EDITOR'S NOTE: Translation = "figured woods are beautiful but can also be less strong or stable."
Stacked laminate construction negates those deficiencies through structural engineering. Machining rough lumber into thin strips allows wood to release internal stresses and tensions created during the growing process: forces of wind, or ground slope, or proximity to other trees. Figured wood often "untwists" violently...several times in the past two decades I've had boards kick back from the blade of a table saw with enough force to penetrate the wall behind me.
I then eliminate tensions within raw neck material by setting potential forces in opposition. By alternating grain and fiber patterns in proximate laminate strips, the wood's inherent movement tendencies — due to heat or moisture — assume a "push-pull" balance, effectively creating "neutral" neck wood. Finished laminate can also be very beautiful, as in this stacked laminate walnut neck (neck heel into body view).

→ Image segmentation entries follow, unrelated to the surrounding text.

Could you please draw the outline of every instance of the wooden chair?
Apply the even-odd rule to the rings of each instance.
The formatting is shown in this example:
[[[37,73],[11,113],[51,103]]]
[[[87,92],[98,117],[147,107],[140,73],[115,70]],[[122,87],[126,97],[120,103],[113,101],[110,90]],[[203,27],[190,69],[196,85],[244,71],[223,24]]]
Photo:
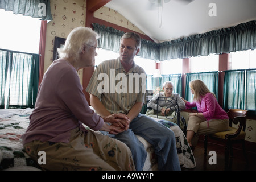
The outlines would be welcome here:
[[[205,156],[207,155],[208,136],[209,136],[212,139],[224,142],[225,144],[225,162],[226,166],[228,164],[229,151],[230,156],[233,156],[233,143],[242,143],[243,155],[246,164],[247,164],[245,144],[245,127],[247,112],[247,110],[242,109],[230,109],[227,112],[229,118],[229,127],[228,130],[204,136],[204,155]],[[232,123],[235,125],[238,124],[238,127],[233,127]]]

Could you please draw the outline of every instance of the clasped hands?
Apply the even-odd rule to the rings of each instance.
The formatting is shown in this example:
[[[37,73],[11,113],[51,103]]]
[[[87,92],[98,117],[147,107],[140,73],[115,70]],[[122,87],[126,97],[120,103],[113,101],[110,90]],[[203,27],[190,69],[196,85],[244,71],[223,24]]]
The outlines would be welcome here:
[[[161,115],[164,116],[166,114],[167,114],[171,110],[170,108],[164,108],[163,107],[161,109]]]
[[[104,120],[104,124],[101,130],[108,131],[110,134],[117,135],[129,128],[130,119],[125,114],[115,113],[101,118]],[[110,125],[106,123],[109,123]]]

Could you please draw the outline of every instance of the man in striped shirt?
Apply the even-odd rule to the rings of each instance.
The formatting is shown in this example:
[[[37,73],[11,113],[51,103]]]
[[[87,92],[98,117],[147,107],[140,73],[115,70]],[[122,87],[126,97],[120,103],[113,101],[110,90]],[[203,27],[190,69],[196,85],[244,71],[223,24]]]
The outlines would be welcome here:
[[[135,134],[154,146],[159,170],[180,170],[174,132],[140,113],[146,102],[146,75],[135,64],[134,58],[139,52],[141,44],[139,35],[125,34],[120,40],[120,56],[98,65],[86,91],[90,94],[92,106],[100,115],[126,114],[130,123],[121,119],[118,123],[123,131],[109,135],[130,148],[137,170],[143,169],[147,152]]]

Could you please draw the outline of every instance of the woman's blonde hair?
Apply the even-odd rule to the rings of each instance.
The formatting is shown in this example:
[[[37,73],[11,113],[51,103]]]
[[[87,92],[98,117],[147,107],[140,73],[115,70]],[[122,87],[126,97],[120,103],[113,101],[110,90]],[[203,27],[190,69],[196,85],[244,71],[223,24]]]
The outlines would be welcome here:
[[[58,48],[60,57],[72,57],[77,60],[86,46],[94,43],[98,34],[89,27],[79,27],[74,28],[68,35],[64,47]]]
[[[199,101],[201,97],[205,95],[207,93],[210,93],[215,98],[216,96],[209,90],[205,84],[201,80],[194,80],[189,82],[189,87],[194,91],[194,98],[193,101]]]

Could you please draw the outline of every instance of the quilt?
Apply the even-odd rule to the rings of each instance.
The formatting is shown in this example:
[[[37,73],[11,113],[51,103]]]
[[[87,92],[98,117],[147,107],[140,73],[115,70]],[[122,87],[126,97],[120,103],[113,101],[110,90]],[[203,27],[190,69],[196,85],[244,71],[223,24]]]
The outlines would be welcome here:
[[[33,109],[0,110],[0,170],[40,170],[38,162],[24,151],[21,135],[29,125],[29,115]],[[156,119],[161,124],[174,131],[180,164],[187,168],[196,166],[193,152],[180,128],[175,123]],[[159,119],[159,120],[158,120]],[[143,170],[157,170],[157,159],[152,146],[137,136],[148,154]]]

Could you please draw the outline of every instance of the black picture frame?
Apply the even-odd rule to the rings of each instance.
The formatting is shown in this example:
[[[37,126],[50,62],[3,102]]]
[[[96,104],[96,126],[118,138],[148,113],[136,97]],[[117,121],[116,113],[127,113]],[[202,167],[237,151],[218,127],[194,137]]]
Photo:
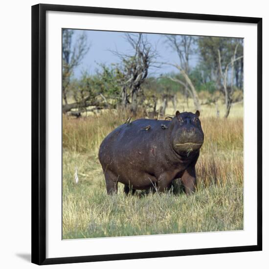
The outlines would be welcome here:
[[[257,25],[257,244],[253,246],[124,253],[46,258],[45,13],[47,11],[80,12],[208,21],[254,23]],[[79,263],[262,250],[262,19],[237,16],[182,13],[39,4],[32,6],[32,262],[38,265]]]

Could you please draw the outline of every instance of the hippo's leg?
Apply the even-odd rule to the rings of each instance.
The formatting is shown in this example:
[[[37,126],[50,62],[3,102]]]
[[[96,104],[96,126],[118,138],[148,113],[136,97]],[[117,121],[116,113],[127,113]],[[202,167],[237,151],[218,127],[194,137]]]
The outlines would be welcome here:
[[[163,174],[158,178],[158,186],[157,191],[158,192],[164,192],[167,190],[169,184],[172,181],[172,179],[170,178],[169,175]]]
[[[108,194],[116,194],[118,192],[118,178],[111,171],[107,170],[105,172],[105,179]]]
[[[185,170],[181,177],[184,185],[184,190],[187,195],[193,193],[196,189],[196,175],[195,166],[188,168]]]
[[[132,195],[134,195],[135,192],[135,190],[132,187],[130,188],[130,185],[124,185],[124,189],[123,189],[123,191],[126,195],[128,195],[129,194],[131,189],[132,189]]]

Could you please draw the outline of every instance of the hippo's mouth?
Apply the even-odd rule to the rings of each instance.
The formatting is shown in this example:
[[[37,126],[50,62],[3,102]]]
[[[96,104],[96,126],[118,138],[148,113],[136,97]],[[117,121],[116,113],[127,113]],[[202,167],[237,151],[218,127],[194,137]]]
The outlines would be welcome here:
[[[176,144],[176,146],[195,146],[196,145],[202,145],[202,143],[194,143],[193,142],[185,142],[184,143],[177,143]]]
[[[175,148],[177,151],[191,152],[192,151],[199,149],[202,146],[202,143],[196,143],[193,142],[185,142],[184,143],[176,143]]]

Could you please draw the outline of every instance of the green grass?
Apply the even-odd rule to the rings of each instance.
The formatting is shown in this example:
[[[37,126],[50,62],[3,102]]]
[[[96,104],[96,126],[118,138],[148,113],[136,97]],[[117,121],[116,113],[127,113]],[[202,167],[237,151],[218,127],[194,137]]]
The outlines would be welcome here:
[[[218,184],[212,180],[206,186],[200,180],[190,197],[171,192],[126,196],[122,184],[117,195],[108,196],[97,160],[87,160],[83,155],[64,153],[64,239],[243,228],[243,187],[236,179]],[[78,162],[75,184],[71,167]]]
[[[205,141],[196,166],[197,191],[191,196],[139,191],[126,196],[120,183],[118,194],[108,196],[99,145],[126,115],[64,118],[63,238],[243,229],[243,118],[231,113],[227,119],[201,116]]]

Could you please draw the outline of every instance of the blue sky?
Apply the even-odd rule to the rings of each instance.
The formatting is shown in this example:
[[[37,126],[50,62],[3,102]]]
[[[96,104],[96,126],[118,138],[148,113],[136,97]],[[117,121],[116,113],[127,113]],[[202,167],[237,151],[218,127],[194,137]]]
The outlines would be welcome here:
[[[74,37],[81,34],[83,31],[74,30]],[[113,54],[110,50],[114,50],[116,48],[120,52],[128,54],[132,51],[130,45],[124,38],[125,33],[119,32],[109,32],[94,30],[84,31],[87,36],[88,42],[91,46],[89,51],[85,56],[81,65],[74,70],[75,77],[80,76],[83,70],[87,70],[90,74],[96,73],[98,68],[98,63],[109,65],[119,62],[116,56]],[[178,56],[175,52],[168,47],[165,43],[165,39],[163,35],[157,34],[145,34],[148,41],[156,46],[159,55],[157,61],[176,63],[178,61]],[[196,56],[196,58],[197,58]],[[195,56],[191,59],[190,64],[194,66],[197,63]],[[173,67],[163,67],[161,68],[152,67],[149,70],[149,75],[158,77],[160,74],[171,71],[177,72],[176,69]]]

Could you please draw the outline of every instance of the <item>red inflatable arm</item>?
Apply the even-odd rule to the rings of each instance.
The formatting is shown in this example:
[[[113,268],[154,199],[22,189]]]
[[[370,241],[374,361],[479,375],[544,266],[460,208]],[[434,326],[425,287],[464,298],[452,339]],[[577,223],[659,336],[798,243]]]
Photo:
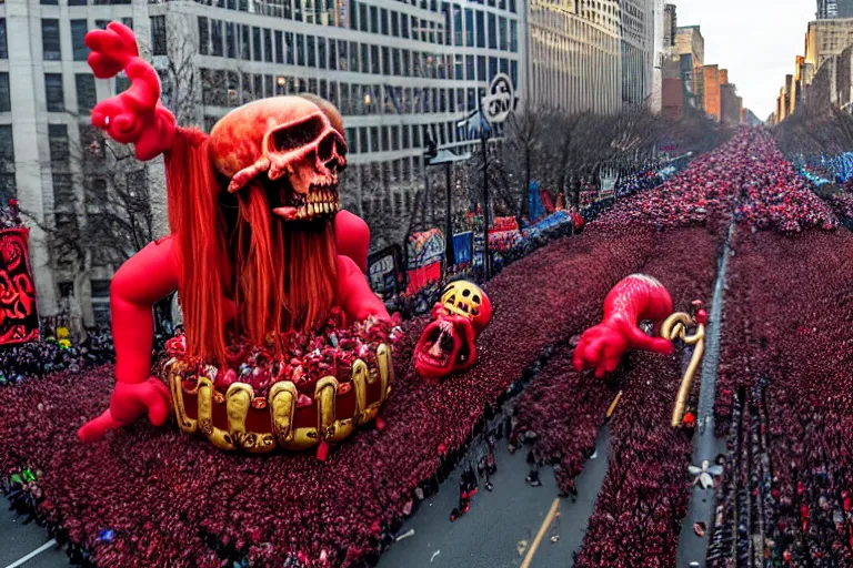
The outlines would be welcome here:
[[[364,273],[343,255],[338,256],[338,303],[347,314],[348,325],[370,316],[391,320],[385,304],[370,290]]]
[[[361,272],[368,272],[370,227],[360,216],[341,210],[334,216],[334,240],[338,254],[352,258]]]
[[[670,354],[672,343],[651,337],[640,322],[655,324],[672,314],[672,298],[663,284],[651,276],[634,274],[613,286],[604,300],[604,320],[581,336],[574,349],[574,368],[594,368],[596,377],[612,373],[629,349]]]
[[[100,439],[108,430],[148,414],[162,425],[169,415],[169,389],[150,377],[154,322],[151,307],[178,290],[178,258],[172,237],[151,243],[126,262],[110,287],[112,333],[116,343],[116,389],[110,407],[83,425],[83,442]]]
[[[92,124],[122,144],[134,144],[139,160],[145,161],[172,148],[174,115],[160,102],[160,78],[150,63],[139,57],[133,31],[118,22],[106,30],[86,34],[92,50],[89,67],[94,77],[110,79],[124,71],[131,81],[126,92],[99,102],[92,110]]]

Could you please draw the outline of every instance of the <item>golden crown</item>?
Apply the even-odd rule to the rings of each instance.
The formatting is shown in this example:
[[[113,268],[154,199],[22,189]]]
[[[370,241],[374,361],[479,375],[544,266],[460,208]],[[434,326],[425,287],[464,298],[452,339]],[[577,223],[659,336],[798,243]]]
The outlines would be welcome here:
[[[204,375],[188,389],[188,366],[180,361],[167,363],[165,371],[181,430],[201,430],[220,449],[265,454],[277,447],[301,450],[322,440],[343,442],[358,426],[373,420],[394,379],[391,346],[380,344],[375,355],[375,368],[355,359],[350,381],[334,376],[318,381],[309,395],[311,404],[291,381],[273,384],[265,399],[258,400],[251,385],[233,383],[223,394]]]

1. Selection — Strips have been machined (at left) and I am selecting candidates for the instrument's neck. Note both grain and fiber variegation. Machining is a tedious and often exasperating process because when cutterheads (blades) encounter grain anomalies, wood will often chip, forming a void and ruining the strip. A ruined strip might represent 6 hours of cumulative prior machining time. My reject pile can be as large as my use pile. Why bother with wood? Tone. Beauty.
2. Gluing — The glue joints are stronger than wood itself: the wood will break before the joint will. I always use waterproof glue for assembly. Quite liberally, as you can see here: clamps exert enormous force, squeezing the glue and ensuring it is evenly distributed throughout the joint.
3. Machined blanks — After 48 hours drying time, I unclamp and clean off excess glue. Next I machine the blanks to rough size, and evaluate them for quality: no grain flaws, no voids, nice patterns and alternating fiber contrasts. Most importantly, a neck blank should absolutely chime with beautiful clear musical overtones when balanced in one hand and rapped with a knuckle or rubber mallet. Blanks pictured here are quite oversized, allowing me to pick and choose which portion I like best for fretboard placement. The blanks will remain in a climate-controlled environment with 360 degree airflow for several months, allowing them to settle into their new configuration.